# Lab 6 - Cache

CSED 311 Computer Architecture Lab
Junkyeong Choi
2020.05.26

adwwsd@postech.ac.kr, csed311-ta@postech.ac.kr



#### Objectives

Understand how cache works

- Implement a set-associative cache on your pipelined CPU
- Evaluate the speed-up achieved by using cache
  - Hit ratio
  - Corresponding speed-up (vs. no-cache CPU)



#### Cache

- Mitigating the gap between CPU and memory
  - Memory access: few hundred cycles
  - Cache access: few cycles
- Why does it work?
  - Locality!





#### Cache: internal structure

- Tag
  - Detect address conflicts
- Data
  - Fetch by line: exploiting spatial locality





## Cache: associativity

- Associativity
  - Reducing address conflicts
- Direct mapped, n-way, fully associative
  - Tradeoffs exist





#### Cache: other design choices

- Replacement policy
  - Random, LRU, FIFO, ...,
  - Each one has strengths & drawbacks
- Write policy
  - Write-through, writeback, write-no-allocate
  - Related to coherency management



## Lab Assignment 06 (1/5)

- Design and implement your own cache with the following requirements:
  - 2-way set associative, single-level cache
  - Capacity: 32 words / Line size: 4 words
  - If hit, return data in the following cycle
  - It should be a part of CPU (not TB)
- You have to choose the following design choices:
  - Replacement policy, write policy
  - Unified or separate I/D cache



## Lab Assignment 06 (2/5)

- You may implement direct mapped cache with reduced score of 80%
  - Direct-mapped, single-level cache
  - Capacity: 16 words / Line size: 4 words
  - If hit, return data in the following cycle
  - It should be a part of CPU (not TB)



## Lab Assignment 06 (3/5)

- Memory access latency Previous pipelined CPU
  - One memory access fetches one word with one cycle
- New memory access latency
  - You're required to modify memory.v
  - Cache hit takes one cycle
  - One memory access should fetch four words into cache (= one cache line) and take six cycles
  - For your baseline CPU (CPU without cache), one memory access should fetch one word and take two cycles
  - Then, you need to implement two different memory models
    - ✓ Memory for CPU with cache: return four words in six cycles
    - ✓ Memory for CPU without cache: return one word in two cycles



## Lab Assignment 06 (4/5)

- Memory requirements
  - You can use either a 2-port RAM or a single-port RAM
  - Latencies of RAM
    - ✓ Should be serialized

| Single port | REQ 0 | BUSY | BUSY | BUSY | BUSY | BUSY | BUSY | REQ 1 | BUSY |      |
|-------------|-------|------|------|------|------|------|------|-------|------|------|
|             |       |      |      |      |      |      |      |       |      |      |
|             |       |      |      |      |      |      |      |       |      |      |
| Dual port   | REQ 0 | BUSY | BUSY | BUSY | BUSY | BUSY | BUSY | REQ 2 | BUSY |      |
|             | BUSY  | BUSY | REQ1 | BUSY | BUSY | BUSY | BUSY | BUSY  | BUSY | REQ3 |

⇒ Different ports can handle independent requests!
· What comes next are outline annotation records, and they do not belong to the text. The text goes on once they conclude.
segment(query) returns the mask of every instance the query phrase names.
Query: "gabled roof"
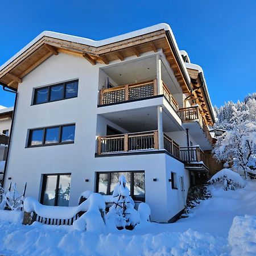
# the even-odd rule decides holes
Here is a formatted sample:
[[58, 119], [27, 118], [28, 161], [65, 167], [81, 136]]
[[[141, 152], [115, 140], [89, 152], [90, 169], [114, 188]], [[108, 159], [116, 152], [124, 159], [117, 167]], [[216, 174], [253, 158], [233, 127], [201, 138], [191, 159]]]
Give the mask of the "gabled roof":
[[17, 89], [22, 78], [59, 52], [83, 57], [92, 65], [162, 48], [184, 92], [191, 90], [190, 79], [170, 26], [161, 23], [99, 41], [51, 31], [39, 35], [0, 67], [0, 82]]

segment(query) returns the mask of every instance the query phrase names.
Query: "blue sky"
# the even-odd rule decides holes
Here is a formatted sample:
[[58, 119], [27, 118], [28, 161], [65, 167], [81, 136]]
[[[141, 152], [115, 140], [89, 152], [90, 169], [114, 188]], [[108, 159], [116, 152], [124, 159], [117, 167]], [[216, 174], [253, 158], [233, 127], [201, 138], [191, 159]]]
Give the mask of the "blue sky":
[[[204, 69], [213, 105], [256, 92], [256, 1], [9, 1], [1, 3], [0, 65], [44, 30], [102, 39], [162, 22]], [[0, 105], [14, 97], [0, 88]]]

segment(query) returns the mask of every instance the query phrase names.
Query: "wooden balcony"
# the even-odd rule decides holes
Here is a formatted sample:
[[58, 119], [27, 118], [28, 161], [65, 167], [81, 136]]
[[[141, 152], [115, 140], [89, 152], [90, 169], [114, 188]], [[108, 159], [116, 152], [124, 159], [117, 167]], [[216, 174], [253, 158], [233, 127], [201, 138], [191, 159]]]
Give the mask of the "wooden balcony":
[[[177, 101], [163, 82], [163, 93], [177, 113]], [[158, 95], [157, 80], [137, 84], [126, 84], [100, 91], [100, 105], [114, 104], [129, 100], [140, 100]]]
[[199, 146], [180, 147], [180, 158], [188, 170], [209, 171], [206, 155]]
[[98, 155], [158, 149], [158, 131], [98, 137]]
[[204, 131], [207, 138], [210, 142], [210, 144], [212, 144], [213, 142], [212, 136], [210, 135], [209, 129], [204, 122], [204, 118], [203, 118], [198, 106], [179, 109], [179, 112], [182, 122], [188, 122], [197, 121]]
[[[188, 170], [209, 170], [206, 156], [198, 146], [180, 147], [177, 143], [164, 134], [164, 148], [182, 160]], [[157, 130], [98, 137], [97, 155], [159, 149]]]
[[164, 147], [169, 153], [180, 158], [180, 146], [173, 139], [164, 134]]

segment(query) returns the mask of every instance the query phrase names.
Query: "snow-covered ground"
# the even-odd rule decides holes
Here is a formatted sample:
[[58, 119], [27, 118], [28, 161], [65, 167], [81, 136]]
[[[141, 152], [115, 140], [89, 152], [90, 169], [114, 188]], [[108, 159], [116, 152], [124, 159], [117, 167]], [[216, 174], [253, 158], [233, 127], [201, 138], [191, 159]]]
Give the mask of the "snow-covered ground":
[[20, 213], [0, 211], [0, 255], [256, 255], [256, 181], [234, 191], [221, 187], [210, 186], [212, 198], [201, 201], [188, 218], [109, 234], [39, 223], [24, 226]]

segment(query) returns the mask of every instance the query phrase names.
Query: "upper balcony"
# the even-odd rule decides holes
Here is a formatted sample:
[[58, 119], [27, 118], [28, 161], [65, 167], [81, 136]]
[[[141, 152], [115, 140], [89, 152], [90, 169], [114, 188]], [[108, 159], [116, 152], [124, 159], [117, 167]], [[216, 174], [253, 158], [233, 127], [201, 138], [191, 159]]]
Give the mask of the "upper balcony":
[[199, 107], [193, 106], [179, 109], [179, 112], [183, 126], [189, 129], [189, 133], [204, 150], [210, 150], [213, 144], [212, 138]]
[[[162, 81], [163, 94], [176, 113], [179, 106], [167, 86]], [[126, 84], [100, 91], [100, 105], [108, 105], [128, 101], [143, 100], [158, 95], [158, 80]]]

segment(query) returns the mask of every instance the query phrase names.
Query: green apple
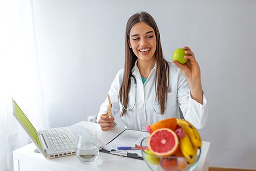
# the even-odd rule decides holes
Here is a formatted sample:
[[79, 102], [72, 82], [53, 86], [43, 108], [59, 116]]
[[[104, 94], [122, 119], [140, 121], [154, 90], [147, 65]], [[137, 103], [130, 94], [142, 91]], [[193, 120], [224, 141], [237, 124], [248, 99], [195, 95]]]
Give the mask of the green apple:
[[187, 61], [187, 59], [184, 59], [183, 57], [187, 56], [185, 54], [185, 50], [182, 48], [176, 49], [173, 54], [173, 60], [176, 60], [181, 64], [184, 64]]

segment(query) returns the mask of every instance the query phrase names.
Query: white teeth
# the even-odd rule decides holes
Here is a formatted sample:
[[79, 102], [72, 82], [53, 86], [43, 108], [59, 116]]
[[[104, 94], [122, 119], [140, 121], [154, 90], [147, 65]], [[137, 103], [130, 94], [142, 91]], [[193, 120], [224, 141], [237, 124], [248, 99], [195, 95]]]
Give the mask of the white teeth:
[[148, 49], [141, 49], [140, 50], [140, 52], [146, 52], [146, 51], [148, 51], [150, 50], [150, 48], [148, 48]]

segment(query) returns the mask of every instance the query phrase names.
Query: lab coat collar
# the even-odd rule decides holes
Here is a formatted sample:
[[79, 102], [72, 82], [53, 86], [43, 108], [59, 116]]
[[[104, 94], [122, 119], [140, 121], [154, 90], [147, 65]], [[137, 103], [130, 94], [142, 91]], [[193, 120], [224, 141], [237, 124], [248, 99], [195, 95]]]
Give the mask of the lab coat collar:
[[[134, 66], [133, 66], [133, 68], [132, 69], [131, 72], [132, 72], [133, 74], [137, 74], [138, 73], [140, 73], [139, 68], [138, 68], [138, 66], [137, 65], [137, 63], [138, 63], [138, 59], [135, 61], [135, 63], [134, 64]], [[153, 68], [152, 70], [156, 69], [157, 69], [157, 62], [156, 61], [156, 63], [155, 63], [155, 66], [154, 66], [154, 68]]]

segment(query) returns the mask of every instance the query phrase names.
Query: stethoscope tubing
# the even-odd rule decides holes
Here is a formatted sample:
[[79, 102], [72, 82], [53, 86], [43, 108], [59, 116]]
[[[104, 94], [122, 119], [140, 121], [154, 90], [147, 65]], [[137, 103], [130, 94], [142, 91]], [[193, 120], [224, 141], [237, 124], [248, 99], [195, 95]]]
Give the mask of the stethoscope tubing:
[[[137, 80], [136, 80], [136, 79], [135, 78], [135, 76], [134, 75], [133, 75], [132, 74], [131, 74], [130, 75], [130, 79], [131, 79], [131, 80], [132, 80], [132, 77], [133, 77], [133, 79], [134, 79], [134, 85], [135, 86], [135, 97], [134, 98], [133, 107], [131, 109], [129, 109], [128, 108], [125, 108], [123, 105], [123, 98], [122, 99], [122, 105], [123, 106], [123, 109], [126, 111], [131, 111], [134, 108], [134, 106], [135, 106], [135, 103], [136, 102], [136, 97], [136, 97], [136, 94], [137, 94]], [[157, 111], [156, 111], [156, 107], [157, 106], [157, 105], [159, 105], [159, 104], [156, 104], [156, 105], [155, 105], [155, 107], [154, 108], [154, 111], [156, 113], [160, 114], [161, 114], [161, 112], [159, 113], [159, 112], [157, 112]]]

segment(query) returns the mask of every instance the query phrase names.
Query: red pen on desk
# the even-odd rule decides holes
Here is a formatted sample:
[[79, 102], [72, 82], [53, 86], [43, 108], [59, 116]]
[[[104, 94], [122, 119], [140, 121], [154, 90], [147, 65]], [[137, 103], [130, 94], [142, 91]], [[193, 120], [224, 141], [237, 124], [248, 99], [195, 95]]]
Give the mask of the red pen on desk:
[[135, 144], [135, 146], [119, 146], [117, 149], [119, 150], [130, 150], [130, 149], [147, 149], [147, 147], [141, 146]]

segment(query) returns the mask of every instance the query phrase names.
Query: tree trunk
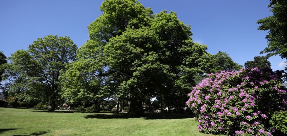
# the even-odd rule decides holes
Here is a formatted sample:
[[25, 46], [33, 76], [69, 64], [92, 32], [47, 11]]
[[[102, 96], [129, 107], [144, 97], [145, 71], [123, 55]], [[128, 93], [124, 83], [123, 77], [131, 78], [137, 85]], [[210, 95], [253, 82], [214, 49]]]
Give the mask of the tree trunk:
[[160, 97], [160, 112], [163, 112], [163, 98], [161, 97]]
[[56, 109], [56, 95], [55, 94], [52, 94], [50, 102], [50, 106], [51, 107], [48, 110], [49, 112], [54, 112]]
[[128, 113], [129, 115], [134, 116], [144, 115], [142, 101], [139, 97], [136, 97], [131, 99], [129, 109]]
[[123, 113], [124, 113], [124, 99], [123, 99], [123, 101], [122, 102], [122, 112], [123, 112]]
[[168, 113], [169, 113], [169, 112], [170, 112], [170, 110], [169, 104], [168, 104]]
[[119, 98], [117, 98], [117, 114], [119, 114]]
[[18, 98], [16, 97], [15, 99], [15, 102], [14, 103], [14, 105], [13, 107], [14, 108], [17, 108], [18, 107]]

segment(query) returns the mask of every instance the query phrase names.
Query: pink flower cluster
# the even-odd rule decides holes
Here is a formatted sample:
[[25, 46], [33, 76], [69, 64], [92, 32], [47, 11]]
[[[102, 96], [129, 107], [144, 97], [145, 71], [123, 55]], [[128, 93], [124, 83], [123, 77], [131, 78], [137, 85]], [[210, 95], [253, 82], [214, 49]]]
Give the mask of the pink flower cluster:
[[[253, 135], [257, 132], [272, 135], [270, 128], [260, 126], [269, 121], [270, 112], [287, 107], [287, 89], [276, 86], [282, 82], [278, 75], [255, 68], [207, 76], [193, 87], [186, 102], [197, 114], [199, 131], [215, 134]], [[273, 97], [266, 95], [270, 93]]]

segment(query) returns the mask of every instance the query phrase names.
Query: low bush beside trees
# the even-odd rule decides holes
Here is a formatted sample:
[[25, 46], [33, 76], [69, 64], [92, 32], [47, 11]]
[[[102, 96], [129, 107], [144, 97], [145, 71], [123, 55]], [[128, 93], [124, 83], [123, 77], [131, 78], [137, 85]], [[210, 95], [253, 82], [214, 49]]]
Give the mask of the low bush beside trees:
[[276, 111], [286, 113], [287, 89], [280, 78], [282, 72], [255, 68], [208, 74], [193, 87], [186, 102], [197, 115], [198, 130], [236, 135], [282, 134], [284, 131], [276, 129], [280, 125], [272, 122], [287, 120], [270, 121], [276, 118]]

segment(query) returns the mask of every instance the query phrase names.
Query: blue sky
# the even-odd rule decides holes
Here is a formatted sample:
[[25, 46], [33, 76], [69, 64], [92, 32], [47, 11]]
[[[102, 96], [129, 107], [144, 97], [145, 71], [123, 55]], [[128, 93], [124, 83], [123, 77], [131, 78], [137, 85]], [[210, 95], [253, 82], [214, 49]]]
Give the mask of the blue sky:
[[[0, 51], [10, 56], [26, 50], [37, 38], [48, 34], [70, 37], [78, 47], [89, 39], [87, 26], [102, 13], [101, 0], [0, 1]], [[257, 30], [257, 20], [272, 15], [268, 0], [141, 0], [154, 13], [166, 9], [191, 26], [194, 41], [207, 51], [229, 54], [244, 65], [267, 44], [266, 31]], [[269, 60], [273, 70], [283, 70], [278, 56]]]

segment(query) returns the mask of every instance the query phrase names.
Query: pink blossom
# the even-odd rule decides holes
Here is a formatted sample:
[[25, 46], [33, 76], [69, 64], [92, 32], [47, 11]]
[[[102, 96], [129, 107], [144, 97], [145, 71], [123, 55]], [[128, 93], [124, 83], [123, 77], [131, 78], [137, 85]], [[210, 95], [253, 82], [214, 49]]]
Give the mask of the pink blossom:
[[230, 100], [232, 99], [233, 98], [233, 96], [232, 95], [231, 95], [230, 96], [229, 96], [229, 99]]
[[259, 132], [260, 132], [260, 133], [263, 134], [265, 133], [265, 131], [264, 130], [262, 129], [259, 129]]
[[266, 118], [267, 117], [267, 116], [266, 115], [264, 114], [261, 114], [261, 116], [262, 116], [262, 117], [263, 118]]

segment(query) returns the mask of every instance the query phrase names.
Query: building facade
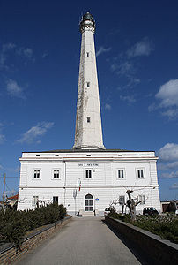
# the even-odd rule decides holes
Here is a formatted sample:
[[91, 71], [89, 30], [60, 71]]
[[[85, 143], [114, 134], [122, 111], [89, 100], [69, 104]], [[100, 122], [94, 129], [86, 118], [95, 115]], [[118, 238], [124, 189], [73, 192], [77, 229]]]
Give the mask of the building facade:
[[75, 143], [70, 150], [24, 152], [18, 209], [37, 203], [63, 204], [69, 214], [102, 215], [112, 202], [118, 211], [127, 190], [140, 201], [137, 213], [153, 206], [160, 211], [153, 151], [106, 149], [103, 145], [93, 34], [90, 13], [80, 22], [82, 44], [78, 77]]

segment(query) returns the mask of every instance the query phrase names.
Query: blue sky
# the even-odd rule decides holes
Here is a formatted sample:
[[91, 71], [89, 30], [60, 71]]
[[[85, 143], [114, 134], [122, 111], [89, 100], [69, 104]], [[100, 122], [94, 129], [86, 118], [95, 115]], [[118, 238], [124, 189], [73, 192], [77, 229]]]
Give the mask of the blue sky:
[[178, 2], [0, 1], [0, 192], [23, 151], [74, 143], [81, 14], [96, 20], [104, 144], [155, 150], [160, 199], [178, 199]]

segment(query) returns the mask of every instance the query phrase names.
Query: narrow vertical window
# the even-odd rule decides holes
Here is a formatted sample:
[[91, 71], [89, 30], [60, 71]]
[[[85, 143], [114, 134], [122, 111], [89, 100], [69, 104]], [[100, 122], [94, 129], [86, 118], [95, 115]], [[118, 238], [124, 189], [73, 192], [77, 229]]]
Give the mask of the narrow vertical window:
[[37, 206], [36, 205], [37, 202], [38, 202], [38, 196], [33, 196], [33, 198], [32, 198], [32, 205], [33, 206]]
[[53, 178], [59, 179], [59, 170], [53, 170]]
[[118, 178], [124, 178], [123, 170], [118, 170]]
[[140, 204], [145, 204], [145, 195], [138, 195], [137, 199], [137, 201], [140, 201]]
[[85, 178], [92, 178], [92, 170], [85, 170]]
[[125, 196], [124, 195], [119, 196], [119, 203], [120, 204], [125, 203]]
[[144, 178], [144, 170], [137, 170], [137, 178]]
[[53, 196], [53, 203], [54, 202], [57, 202], [58, 203], [59, 200], [58, 200], [58, 196]]
[[33, 178], [34, 179], [40, 178], [40, 172], [41, 172], [40, 170], [34, 170], [34, 173], [33, 173]]

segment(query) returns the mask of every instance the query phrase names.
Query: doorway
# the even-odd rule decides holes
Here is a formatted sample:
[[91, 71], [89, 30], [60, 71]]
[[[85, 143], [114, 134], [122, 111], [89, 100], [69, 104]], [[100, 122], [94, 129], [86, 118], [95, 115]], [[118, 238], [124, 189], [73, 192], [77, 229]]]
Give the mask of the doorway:
[[85, 197], [85, 210], [86, 212], [93, 211], [93, 197], [91, 194], [87, 194]]

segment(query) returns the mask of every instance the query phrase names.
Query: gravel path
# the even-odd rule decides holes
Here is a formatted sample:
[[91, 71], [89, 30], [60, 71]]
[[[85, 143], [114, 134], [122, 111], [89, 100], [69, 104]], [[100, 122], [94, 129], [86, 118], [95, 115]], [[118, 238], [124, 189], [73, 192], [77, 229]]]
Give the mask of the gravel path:
[[26, 254], [18, 265], [140, 264], [101, 217], [73, 217], [55, 237]]

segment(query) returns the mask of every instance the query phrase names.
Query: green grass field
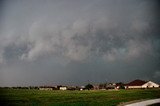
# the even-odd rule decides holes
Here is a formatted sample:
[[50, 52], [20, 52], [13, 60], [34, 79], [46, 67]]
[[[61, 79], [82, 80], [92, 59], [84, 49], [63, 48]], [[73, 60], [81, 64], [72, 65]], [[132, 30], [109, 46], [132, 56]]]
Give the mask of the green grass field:
[[122, 102], [160, 98], [160, 89], [119, 91], [40, 91], [3, 89], [1, 105], [11, 106], [116, 106]]

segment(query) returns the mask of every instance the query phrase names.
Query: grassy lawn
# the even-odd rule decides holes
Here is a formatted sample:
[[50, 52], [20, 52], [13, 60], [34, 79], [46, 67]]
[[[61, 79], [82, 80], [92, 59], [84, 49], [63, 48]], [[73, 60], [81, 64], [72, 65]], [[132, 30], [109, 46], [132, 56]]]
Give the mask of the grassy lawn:
[[153, 98], [160, 98], [160, 89], [119, 91], [0, 90], [0, 104], [11, 106], [116, 106], [122, 102]]

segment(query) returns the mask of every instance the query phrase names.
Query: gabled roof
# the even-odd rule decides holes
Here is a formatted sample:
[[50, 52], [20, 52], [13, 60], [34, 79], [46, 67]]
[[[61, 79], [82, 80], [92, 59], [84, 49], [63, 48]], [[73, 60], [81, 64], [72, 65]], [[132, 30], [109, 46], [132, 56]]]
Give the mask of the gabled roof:
[[142, 86], [145, 83], [146, 83], [146, 81], [142, 81], [142, 80], [137, 79], [137, 80], [134, 80], [134, 81], [126, 84], [126, 86]]

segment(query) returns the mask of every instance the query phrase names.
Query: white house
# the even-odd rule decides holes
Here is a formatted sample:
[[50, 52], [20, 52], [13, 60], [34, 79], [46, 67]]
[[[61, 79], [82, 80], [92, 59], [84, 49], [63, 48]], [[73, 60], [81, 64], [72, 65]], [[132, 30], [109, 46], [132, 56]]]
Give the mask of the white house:
[[134, 88], [158, 88], [159, 85], [152, 81], [134, 80], [128, 84], [125, 84], [126, 89]]
[[67, 87], [66, 86], [62, 86], [59, 88], [60, 90], [67, 90]]
[[53, 88], [49, 86], [41, 86], [39, 87], [39, 90], [53, 90]]
[[152, 81], [148, 81], [147, 83], [142, 85], [142, 88], [158, 88], [158, 87], [159, 87], [159, 85], [152, 82]]

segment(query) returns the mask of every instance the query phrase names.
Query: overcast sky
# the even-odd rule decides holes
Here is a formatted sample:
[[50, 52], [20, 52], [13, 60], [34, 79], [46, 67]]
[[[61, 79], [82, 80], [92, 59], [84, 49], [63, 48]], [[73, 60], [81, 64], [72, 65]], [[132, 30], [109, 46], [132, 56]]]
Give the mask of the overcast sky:
[[0, 86], [160, 83], [158, 0], [1, 0]]

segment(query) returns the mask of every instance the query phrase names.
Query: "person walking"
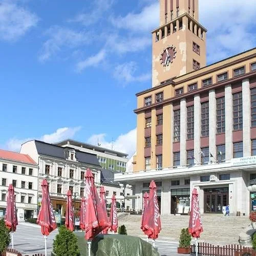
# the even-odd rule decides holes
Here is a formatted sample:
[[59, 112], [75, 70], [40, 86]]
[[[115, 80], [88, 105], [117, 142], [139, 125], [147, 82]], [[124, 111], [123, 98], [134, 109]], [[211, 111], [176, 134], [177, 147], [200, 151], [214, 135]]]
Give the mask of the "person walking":
[[228, 216], [229, 216], [229, 204], [228, 204], [226, 206], [225, 210], [226, 210], [226, 213], [225, 214], [225, 216], [226, 216], [226, 215], [227, 215]]

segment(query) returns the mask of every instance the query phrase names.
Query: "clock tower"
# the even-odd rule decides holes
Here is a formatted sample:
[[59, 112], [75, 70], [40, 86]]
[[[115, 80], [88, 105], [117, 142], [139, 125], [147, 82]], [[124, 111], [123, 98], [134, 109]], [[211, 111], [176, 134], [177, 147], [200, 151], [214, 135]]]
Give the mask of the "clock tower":
[[206, 30], [198, 0], [159, 0], [160, 27], [152, 32], [152, 87], [206, 65]]

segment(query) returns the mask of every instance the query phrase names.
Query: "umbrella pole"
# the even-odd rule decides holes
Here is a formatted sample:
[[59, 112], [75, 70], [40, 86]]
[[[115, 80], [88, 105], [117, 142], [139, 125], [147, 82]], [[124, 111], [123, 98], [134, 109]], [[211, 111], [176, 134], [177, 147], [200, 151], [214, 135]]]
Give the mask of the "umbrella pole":
[[88, 256], [91, 256], [91, 245], [92, 244], [92, 242], [88, 242]]
[[47, 246], [46, 245], [46, 240], [47, 239], [47, 236], [45, 236], [45, 256], [47, 256]]

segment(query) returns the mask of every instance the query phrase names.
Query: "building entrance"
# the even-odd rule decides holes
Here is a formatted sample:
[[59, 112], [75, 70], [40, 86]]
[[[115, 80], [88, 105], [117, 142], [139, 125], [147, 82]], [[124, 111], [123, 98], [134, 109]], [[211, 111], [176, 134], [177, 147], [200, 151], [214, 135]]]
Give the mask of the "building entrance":
[[222, 213], [222, 207], [228, 204], [228, 187], [205, 188], [204, 212]]

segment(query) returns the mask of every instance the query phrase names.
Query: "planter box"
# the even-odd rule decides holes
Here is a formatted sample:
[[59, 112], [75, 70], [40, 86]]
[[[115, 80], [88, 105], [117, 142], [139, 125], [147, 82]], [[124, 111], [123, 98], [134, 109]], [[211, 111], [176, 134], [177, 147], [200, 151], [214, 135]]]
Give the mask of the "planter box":
[[178, 253], [183, 254], [191, 253], [191, 247], [178, 247]]

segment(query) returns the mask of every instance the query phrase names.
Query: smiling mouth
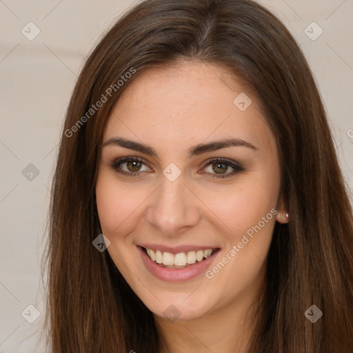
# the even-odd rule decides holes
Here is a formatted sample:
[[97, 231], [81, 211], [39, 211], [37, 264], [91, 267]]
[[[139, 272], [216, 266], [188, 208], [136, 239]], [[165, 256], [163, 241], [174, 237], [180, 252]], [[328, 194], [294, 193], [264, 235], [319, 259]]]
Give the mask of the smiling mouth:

## Lab Assignment 06 (5/5)

- For the report, the following contents should be included
  - Describe your design choice
  - Calculate the hit (or miss) ratio
    - ✓ Hit ratio = (# of hits) / (# of memory accesses)
  - Compare the performance
    - ✓ CPU without cache vs. CPU with cache
    - ✓ You should use the new latencies!



#### Announcement

 We're not giving you a skeleton code from this lab. You should implement cache on your previous implementation of pipelined CPU.

You cannot begin this assignment unless you are done with previous one!